In a vegetable market, between weighing pans, heaped produce and foraging goats, sat a lady robed in black with her face and even eyes completely veiled.  She cried out for alms, with one beseeching hand malformed like a shrunken foot.  Somehow this faceless beggar disturbed me more than others.  To give or not to give?  Many beggars apparently choose to sponge off tourists – it’s more lucrative than a productive occupation (especially, no doubt, for pretty young women with babies), or are fuelling addictions.  But some are still missing hands, or drag themselves along on trolleys trailing deformed legs.  Apart from a few slices of bread from the loaf I often carry for safe snacking, I haven’t given to beggars.  I’m thinking I should donate to India when I get back, via World Vision or the like, hopefully producing more lasting change for the truly needy than any coins I might give here.
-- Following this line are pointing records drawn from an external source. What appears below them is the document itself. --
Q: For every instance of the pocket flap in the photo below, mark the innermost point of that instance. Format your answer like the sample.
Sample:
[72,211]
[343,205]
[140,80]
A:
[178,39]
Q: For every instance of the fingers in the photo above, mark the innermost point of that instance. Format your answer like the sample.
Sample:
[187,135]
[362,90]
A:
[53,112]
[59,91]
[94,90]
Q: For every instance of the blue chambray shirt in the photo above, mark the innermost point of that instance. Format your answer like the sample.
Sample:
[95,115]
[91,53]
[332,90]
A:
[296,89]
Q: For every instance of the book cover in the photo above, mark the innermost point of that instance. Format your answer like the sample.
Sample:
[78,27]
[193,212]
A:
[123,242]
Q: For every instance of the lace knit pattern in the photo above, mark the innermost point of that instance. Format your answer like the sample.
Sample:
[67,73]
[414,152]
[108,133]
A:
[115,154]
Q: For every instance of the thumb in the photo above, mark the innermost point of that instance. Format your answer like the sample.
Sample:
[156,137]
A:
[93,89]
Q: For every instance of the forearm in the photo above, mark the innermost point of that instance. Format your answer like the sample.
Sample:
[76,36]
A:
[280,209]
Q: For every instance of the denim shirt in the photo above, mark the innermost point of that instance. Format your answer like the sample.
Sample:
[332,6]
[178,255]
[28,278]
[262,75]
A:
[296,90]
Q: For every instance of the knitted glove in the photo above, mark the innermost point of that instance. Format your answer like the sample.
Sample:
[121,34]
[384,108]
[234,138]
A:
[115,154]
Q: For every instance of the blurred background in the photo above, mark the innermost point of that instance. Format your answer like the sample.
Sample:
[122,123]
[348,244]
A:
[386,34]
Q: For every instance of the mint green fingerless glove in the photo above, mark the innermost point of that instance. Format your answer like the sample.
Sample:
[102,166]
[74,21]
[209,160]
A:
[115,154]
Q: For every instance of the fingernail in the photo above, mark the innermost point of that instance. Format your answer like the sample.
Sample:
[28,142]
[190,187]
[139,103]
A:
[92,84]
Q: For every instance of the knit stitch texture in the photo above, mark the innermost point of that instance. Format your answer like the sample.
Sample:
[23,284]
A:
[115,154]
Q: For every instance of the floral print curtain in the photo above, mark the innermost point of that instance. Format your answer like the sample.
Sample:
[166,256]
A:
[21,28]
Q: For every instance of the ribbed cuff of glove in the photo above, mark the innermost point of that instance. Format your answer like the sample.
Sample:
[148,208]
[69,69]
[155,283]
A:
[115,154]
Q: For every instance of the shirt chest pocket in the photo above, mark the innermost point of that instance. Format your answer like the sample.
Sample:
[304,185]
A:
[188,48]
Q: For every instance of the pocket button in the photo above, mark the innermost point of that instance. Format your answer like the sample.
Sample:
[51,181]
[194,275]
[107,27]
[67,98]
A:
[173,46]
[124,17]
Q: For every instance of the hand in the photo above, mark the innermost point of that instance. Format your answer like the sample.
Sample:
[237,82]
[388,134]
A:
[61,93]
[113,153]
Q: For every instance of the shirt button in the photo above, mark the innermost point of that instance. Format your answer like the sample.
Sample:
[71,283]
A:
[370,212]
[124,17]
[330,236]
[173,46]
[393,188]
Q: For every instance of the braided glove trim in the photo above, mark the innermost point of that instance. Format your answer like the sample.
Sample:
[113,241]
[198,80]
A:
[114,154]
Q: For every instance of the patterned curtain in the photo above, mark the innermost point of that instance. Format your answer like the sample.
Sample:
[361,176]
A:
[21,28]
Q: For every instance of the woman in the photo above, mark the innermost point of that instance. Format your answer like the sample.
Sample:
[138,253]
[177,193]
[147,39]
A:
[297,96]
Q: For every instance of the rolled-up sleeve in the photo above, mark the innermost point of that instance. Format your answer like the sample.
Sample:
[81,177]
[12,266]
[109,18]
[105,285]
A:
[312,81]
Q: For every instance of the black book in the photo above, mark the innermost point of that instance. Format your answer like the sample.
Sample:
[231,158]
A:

After dark, geometrically-stacked spheres of bright fruit glow under bare electric bulbs.  A line of Muslim calendars, with Arabic script and pictures of the cubic black Kaaba in Mecca, hangs above a row of Hindu gods and gurus.  I bought cards for the Muslim Eid festivals that end the fasting and pilgrimage months, and a wall-hanging with pictures of minarets and palm trees, “Muhammed” and “Allah” written in Arabic.  A friendly Muslim store-keeper told me the holy names should be held in the right hand by my heart, not swung below my waist in the left.  An outstandingly honest auto-rickshaw driver I approached directed me to cross a bridge (through smoke from smouldering litter on the unkempt river banks) and catch a bus back to my hotel instead.

See how the speckled sky burns like a pigeon’s throat,
Jewelled with embers of opal and peridote.

See the white river that flashes and scintillates,
Curved like a tusk from the mouth of the city-gates.

Hark, from the minaret, how the muezzin’s call
Floats like a battle-flag over the city wall.

From trellised balconies, languid and luminous
Faces gleam, veiled in a splendour voluminous.

Leisurely elephants wind through the winding lanes,
Swinging their silver bells hung from their silver chains.

Round the high Char Minar sounds of gay cavalcades
Blend with the music of cymbals and serenades.

Over the city bridge Night comes majestical,
Borne like a queen to a sumptuous festival.